Perhaps the most recent decision of the High Court as cited by the Plaintiff in this connection is the finding of my learned brother, Gikonyo J. in theKolaba Enterprises case (supra). The Judge detailed as follows:

“It should be appreciated that the separate corporate personality is the best legal innovation ever in company law.  See the famous case of SALOMON & CO LTD v SALOMON [1897] A.C. 22 H.L that a company is different person altogether from its subscribers and directors.  Although it is a fiction of the law, it still is as important for all purposes and intents in any proceedings where a company is involved.  Needless to say, that separate legal personality of a company can never be departed from except in instances where the statute or the law provides for the lifting of piercing of the corporate veil, say when the directors or members of the company are using the company as a vehicle to commit fraud or other criminal activities.  And that development has been informed by the realization by the courts that over time, promoters and members of companies have formulated and executed fraudulent and mischievous schemes using the corporate vehicle.  And that has impelled the courts, in the interest of justice or in public interest to identify and punish the persons who misuse the medium of corporate personality.  ”

7. The Plaintiff referred to the Ruling ofHewett J. delivered on 27th September 2000 when the learned Judge allowed summary judgement for the Plaintiff against the first Defendant for Shs. 1,299,620/-with interest thereon at 21% per annum from filing to the date of payment and costs. He then gave the first Defendant unconditional leave to defend in respect of the balance of the Plaintiff’s claim being Shs. 275,250/-. The Judge then went on to say:

“that brings me to the question of the 2nd Defendant and whether he was correctly joined.
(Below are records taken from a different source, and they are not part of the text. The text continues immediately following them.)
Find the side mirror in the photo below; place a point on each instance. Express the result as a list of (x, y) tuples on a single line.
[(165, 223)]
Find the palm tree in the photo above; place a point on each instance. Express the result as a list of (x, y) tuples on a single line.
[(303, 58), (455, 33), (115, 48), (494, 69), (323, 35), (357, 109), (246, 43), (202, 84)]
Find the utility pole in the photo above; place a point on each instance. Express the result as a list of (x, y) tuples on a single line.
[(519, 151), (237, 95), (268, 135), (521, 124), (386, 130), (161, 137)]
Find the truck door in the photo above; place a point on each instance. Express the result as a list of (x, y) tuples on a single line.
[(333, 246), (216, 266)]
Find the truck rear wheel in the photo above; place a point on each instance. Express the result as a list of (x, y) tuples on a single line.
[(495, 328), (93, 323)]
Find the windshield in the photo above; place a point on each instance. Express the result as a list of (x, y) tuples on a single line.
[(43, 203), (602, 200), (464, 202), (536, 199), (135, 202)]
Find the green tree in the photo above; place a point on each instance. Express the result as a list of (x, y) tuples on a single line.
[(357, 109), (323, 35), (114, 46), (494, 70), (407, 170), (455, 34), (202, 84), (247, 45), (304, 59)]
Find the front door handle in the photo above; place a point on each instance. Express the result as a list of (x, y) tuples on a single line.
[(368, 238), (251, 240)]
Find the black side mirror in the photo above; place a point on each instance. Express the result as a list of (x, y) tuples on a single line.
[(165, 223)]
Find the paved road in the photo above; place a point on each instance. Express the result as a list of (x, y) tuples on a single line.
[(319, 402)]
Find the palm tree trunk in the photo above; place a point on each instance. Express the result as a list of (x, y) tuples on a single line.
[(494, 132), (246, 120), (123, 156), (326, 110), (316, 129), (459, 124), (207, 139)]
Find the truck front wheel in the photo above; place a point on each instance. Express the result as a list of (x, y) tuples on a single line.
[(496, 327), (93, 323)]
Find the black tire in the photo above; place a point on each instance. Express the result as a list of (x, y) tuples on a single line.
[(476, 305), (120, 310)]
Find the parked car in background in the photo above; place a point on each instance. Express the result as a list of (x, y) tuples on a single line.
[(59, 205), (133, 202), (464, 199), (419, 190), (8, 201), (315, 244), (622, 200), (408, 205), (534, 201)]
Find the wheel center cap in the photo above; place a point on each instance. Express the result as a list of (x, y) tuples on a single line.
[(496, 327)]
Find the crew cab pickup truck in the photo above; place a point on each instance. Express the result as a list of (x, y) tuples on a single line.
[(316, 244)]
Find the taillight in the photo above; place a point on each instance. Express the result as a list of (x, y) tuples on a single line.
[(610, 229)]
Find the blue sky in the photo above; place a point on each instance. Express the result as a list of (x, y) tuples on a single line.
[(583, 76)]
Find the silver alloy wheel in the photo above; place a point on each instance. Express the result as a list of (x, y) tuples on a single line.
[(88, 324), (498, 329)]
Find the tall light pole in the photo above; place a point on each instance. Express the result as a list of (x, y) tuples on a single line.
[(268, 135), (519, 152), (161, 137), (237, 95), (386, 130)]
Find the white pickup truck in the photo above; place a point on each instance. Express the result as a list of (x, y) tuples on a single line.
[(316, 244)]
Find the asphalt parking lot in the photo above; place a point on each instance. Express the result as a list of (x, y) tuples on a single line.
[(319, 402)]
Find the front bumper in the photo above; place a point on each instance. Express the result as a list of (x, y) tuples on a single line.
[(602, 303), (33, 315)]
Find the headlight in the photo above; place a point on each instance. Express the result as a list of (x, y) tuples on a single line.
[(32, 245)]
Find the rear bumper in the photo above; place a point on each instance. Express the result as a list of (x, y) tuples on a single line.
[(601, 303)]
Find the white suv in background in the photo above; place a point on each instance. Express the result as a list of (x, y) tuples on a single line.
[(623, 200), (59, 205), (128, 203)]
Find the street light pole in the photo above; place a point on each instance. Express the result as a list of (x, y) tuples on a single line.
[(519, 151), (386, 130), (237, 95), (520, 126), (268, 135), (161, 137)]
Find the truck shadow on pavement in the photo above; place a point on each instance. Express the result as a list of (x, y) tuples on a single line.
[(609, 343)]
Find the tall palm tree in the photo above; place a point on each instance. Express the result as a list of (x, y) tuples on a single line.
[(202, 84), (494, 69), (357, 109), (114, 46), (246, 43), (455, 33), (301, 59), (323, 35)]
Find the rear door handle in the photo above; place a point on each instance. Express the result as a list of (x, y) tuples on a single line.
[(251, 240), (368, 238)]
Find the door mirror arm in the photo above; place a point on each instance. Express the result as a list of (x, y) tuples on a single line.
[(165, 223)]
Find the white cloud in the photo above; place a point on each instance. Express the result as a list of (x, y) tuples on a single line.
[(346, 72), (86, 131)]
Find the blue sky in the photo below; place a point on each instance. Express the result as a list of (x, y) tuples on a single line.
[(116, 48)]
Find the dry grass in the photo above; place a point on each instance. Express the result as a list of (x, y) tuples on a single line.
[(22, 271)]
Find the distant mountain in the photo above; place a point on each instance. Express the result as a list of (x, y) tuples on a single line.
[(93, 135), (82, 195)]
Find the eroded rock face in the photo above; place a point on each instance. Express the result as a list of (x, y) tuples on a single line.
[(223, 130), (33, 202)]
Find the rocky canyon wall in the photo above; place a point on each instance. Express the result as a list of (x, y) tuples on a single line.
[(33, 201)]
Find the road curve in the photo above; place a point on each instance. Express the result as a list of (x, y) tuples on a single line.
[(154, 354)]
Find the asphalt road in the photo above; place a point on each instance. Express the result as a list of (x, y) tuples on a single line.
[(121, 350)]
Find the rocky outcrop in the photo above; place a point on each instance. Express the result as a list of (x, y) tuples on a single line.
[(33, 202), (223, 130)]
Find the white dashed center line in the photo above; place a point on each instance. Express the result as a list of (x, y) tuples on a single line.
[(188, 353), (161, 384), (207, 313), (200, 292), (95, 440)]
That I think is a matter for the trial. I think there is a triable issue as to whether he is liable at all for the amount claimed and I give him unconditional leave to defend.”

The Judge’s finding must be read alongside the Plaintiff’s claim in the simple Plaint herein a copy of which was annexed to the Affidavit in support of the Application by the said Steven Elkington. Paragraph 4 thereof simply reads:

“The plaintiff’s claim against the defendants jointly and severally is for the sum of Kshs. 1,674,620 together with interest thereon at the rate of 21% per annum being monies due and owing on account of goods ordered and supplied to the 1st defendant at the request of the 2nd defendant particulars whereof are within their knowledge and information.”

8. There is absolutely no mention of impropriety, fraud or dishonourable conduct on the part of the 2nd Defendant which is why Hewett J. gave him unconditional leave to defend. This case is now 14 years old and no attempt has been made by the Plaintiff to pursue its case against the second Defendant. The Court file contains a history of attachments and attempted execution as against the first Defendant. Finally frustrated, the Plaintiff comes before this Court to ask it to lift the veil of incorporation as regards the first Defendant. Why has the Plaintiff chosen this route rather than put down the case for hearing as against the second Defendant? Presumably only time will provide the answer to that question as the second Defendant has been given unconditional leave to defend very nearly 14 years ago.

9. As a result, I see no good reason for this Court to lift the veil of incorporation and allow execution as against the directors of the first Defendant Company. That position may have been different if there had been any allegations of fraud and dishonesty as against those directors. However, it is only in the present Application before Court that this suggestion would seem to have arisen. I cannot accept the same. Accordingly, the Plaintiff’s Notice of Motion dated 4th April 2014 is dismissed with costs to the Defendants.

DATED and delivered at Nairobi this 16th day of July, 2014.